Et, du coup, le mariage devient une mission chrétienne. Ce n’est pas seulement le fait d’être, pour soi, et pour son épouse, une image de Dieu : c’est être, pour le monde, un signe de l’offrande du Christ pour chacun de nous, pour l’ensemble des hommes. Et c’est une mission qui est une bonne mission : mais c’est le Christ qui fournit le vin, et il s’agit pour nous de l’accueillir chaque jour. Vous savez comment on fait pour l’accueillir chaque jour, le vin du Christ : il s’agit de se mettre de temps en temps en Sa présence. Lui est toujours présent à nous… Mais nous ? Prenons-nous le temps de L’écouter, de Le recevoir, d’accueillir Ses dons ?
III – La messe, union sponsale entre le Christ et l’Église, entre le Christ et chacun de nous
Cet événement des noces de Cana se passe le troisième jour, dans le récit de l’Évangile selon saint Jean. Le premier jour, c’est le jour du baptême, le deuxième jour c’est l’appel des premiers disciples, et, le troisième jour, il y eut des noces à Cana. Troisième…. Cela nous fait penser à quelque chose, dans l’Évangile. Le troisième jour, Il est ressuscité. Le troisième jour Il est à Cana. Il y a un lien, net, explicite, entre la Passion, la mort et la Résurrection du Christ, le mystère pascal, et le mariage. Parce que, dans le mariage – vous le savez bien – on vit aussi le mystère pascal, on vit, aussi, la passion, on vit aussi la mort ; et nous sommes appelés à vivre aussi la Résurrection. Dans le mariage, il s’agit de se mettre à la suite du Christ, et avec le Christ, pour porter la Croix.
Le troisième jour, c’est le commencement des signes, le commencement du mystère pascal, le commencement du Salut. Ce Salut que nous sommes invités à accueillir chaque dimanche à la messe, dans l’Eucharistie. Les Pères de l’Église ont toujours vu un lien fort, entre ce vin des noces de Cana et le vin qui allait devenir le sang du Christ.

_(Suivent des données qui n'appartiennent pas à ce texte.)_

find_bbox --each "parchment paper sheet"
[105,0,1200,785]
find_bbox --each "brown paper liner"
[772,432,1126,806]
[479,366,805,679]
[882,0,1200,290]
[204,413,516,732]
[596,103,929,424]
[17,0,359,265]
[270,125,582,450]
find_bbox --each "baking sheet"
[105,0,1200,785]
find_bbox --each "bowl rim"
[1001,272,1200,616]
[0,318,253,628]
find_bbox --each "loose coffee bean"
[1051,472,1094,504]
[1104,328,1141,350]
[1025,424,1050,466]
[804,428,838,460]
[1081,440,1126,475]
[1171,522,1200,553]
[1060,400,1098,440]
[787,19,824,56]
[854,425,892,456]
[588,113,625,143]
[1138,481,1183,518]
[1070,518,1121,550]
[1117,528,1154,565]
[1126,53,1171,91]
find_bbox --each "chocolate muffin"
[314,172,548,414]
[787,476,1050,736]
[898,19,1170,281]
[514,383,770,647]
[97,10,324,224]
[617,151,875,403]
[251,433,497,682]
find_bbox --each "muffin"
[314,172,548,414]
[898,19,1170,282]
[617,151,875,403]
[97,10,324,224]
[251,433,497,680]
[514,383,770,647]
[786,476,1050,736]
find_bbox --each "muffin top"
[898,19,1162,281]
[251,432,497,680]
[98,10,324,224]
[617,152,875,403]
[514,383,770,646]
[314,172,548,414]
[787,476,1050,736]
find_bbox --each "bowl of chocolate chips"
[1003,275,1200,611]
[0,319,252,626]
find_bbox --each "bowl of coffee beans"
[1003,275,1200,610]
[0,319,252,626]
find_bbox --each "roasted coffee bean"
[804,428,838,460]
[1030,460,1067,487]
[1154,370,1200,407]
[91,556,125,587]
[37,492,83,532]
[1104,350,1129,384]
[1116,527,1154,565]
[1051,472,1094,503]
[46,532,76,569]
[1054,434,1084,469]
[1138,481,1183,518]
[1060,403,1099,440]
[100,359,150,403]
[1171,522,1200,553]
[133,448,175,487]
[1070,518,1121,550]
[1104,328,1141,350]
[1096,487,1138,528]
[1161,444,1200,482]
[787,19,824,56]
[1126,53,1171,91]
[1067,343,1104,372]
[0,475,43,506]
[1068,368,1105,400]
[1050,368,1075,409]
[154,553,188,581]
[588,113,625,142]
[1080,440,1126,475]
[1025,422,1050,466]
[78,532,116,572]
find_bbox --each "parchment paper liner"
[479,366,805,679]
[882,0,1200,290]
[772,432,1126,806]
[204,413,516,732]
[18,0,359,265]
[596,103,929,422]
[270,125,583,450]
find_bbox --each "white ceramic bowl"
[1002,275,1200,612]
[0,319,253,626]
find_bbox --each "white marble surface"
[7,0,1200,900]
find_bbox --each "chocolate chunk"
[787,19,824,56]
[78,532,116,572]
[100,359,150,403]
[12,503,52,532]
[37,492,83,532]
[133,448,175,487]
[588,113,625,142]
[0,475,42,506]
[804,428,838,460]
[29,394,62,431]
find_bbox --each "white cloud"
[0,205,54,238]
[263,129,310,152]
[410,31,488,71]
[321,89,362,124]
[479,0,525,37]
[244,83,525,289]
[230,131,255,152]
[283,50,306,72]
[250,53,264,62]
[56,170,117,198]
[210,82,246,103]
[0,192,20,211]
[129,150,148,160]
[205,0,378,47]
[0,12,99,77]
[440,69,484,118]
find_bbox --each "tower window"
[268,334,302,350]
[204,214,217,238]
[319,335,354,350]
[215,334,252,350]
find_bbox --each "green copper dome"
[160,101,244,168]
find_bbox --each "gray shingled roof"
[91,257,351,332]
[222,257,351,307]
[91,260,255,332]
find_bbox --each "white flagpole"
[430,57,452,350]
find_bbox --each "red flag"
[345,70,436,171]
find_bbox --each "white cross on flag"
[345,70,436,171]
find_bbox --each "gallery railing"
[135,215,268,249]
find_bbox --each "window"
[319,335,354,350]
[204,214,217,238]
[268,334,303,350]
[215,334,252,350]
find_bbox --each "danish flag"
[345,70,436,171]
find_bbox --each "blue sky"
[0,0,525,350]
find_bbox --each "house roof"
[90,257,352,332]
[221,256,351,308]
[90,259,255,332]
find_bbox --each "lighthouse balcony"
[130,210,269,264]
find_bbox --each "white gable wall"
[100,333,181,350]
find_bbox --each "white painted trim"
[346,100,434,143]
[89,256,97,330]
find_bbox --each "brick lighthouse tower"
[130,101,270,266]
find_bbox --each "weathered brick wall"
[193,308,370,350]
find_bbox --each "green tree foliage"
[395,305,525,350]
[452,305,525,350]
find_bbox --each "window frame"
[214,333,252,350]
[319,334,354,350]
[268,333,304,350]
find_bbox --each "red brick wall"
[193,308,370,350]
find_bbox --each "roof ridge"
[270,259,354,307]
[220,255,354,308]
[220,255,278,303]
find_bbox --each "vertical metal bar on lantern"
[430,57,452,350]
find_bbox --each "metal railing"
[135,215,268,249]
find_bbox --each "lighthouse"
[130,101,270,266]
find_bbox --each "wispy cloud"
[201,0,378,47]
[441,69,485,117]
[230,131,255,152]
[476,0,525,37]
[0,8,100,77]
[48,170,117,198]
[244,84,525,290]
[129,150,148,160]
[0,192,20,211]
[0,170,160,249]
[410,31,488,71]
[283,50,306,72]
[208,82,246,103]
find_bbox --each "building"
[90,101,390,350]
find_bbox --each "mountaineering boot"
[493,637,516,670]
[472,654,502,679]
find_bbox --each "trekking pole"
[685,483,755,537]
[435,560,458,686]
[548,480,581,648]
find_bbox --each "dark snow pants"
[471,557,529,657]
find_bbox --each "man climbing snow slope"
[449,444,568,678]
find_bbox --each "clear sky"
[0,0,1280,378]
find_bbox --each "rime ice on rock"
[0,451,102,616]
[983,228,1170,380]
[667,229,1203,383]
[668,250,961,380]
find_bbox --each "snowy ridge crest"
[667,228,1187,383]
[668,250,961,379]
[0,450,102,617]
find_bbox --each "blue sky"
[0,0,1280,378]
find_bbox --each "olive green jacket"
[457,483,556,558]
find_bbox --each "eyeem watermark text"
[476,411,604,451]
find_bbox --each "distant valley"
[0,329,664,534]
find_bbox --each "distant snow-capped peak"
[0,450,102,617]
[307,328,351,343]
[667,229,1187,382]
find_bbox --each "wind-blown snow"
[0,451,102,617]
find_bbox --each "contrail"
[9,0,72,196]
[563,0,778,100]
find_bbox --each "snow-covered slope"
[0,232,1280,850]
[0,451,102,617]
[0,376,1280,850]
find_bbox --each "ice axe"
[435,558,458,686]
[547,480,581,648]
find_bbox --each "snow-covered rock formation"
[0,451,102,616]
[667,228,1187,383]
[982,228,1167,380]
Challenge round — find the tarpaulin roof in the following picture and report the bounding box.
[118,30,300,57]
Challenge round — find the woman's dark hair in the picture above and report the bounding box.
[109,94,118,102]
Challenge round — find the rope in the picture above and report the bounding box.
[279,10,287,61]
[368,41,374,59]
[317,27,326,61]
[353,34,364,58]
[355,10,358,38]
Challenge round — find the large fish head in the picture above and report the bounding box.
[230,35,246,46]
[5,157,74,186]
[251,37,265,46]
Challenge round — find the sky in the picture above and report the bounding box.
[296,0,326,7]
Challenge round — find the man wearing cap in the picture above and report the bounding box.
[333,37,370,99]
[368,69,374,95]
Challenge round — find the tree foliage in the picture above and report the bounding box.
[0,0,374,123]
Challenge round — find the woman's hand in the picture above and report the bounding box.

Et on voit bien la profusion : 600 litres, c’est énorme ! Et ce sang du Christ qui nous est donné, que nous recevons à chaque messe, à chaque communion, Corps et Sang du Christ, Dieu tout entier, nous sommes invités à nous laisser unir à lui, et à le vouloir vraiment ! Oui, il y a un lien très fort entre le mariage et l’Eucharistie. Finalement, c’est le même mouvement, et d’ailleurs, on l’entend, juste avant la communion : « Heureux les invités au repas des noces de l’Agneau » : la traduction nouvelle est très heureuse !
Oui, nous sommes invités à entrer dans une intimité avec le Christ, et c’est une intimité qui est celle qui unit mari et femme, qui unit des époux. Ce lien va nous permettre de comprendre certains choix de l’Église, qui sont d’ailleurs souvent des difficultés, vous le savez : la question des divorcés remariés… Elle se pose là, essentiellement. Ce lien absolu qu’il y a entre cette union des époux, et l’union au Christ ; ça n’a pas le but d’être excluant : on y reviendra en ce qui concerne une causerie de l’Alliance, dans quelques mois, au printemps.
Aujourd’hui, il s’agit de nous reconnaître comme une fiancée que le Seigneur courtise. Il nous veut près de Lui, Il veut nous donner la plus grande joie et le plus grand bonheur. Il veut que nous soyons aussi les relais de cette joie et de ce bonheur, que nous puissions porter à tous ceux qui sont dehors la chaleur et la joie du Christ.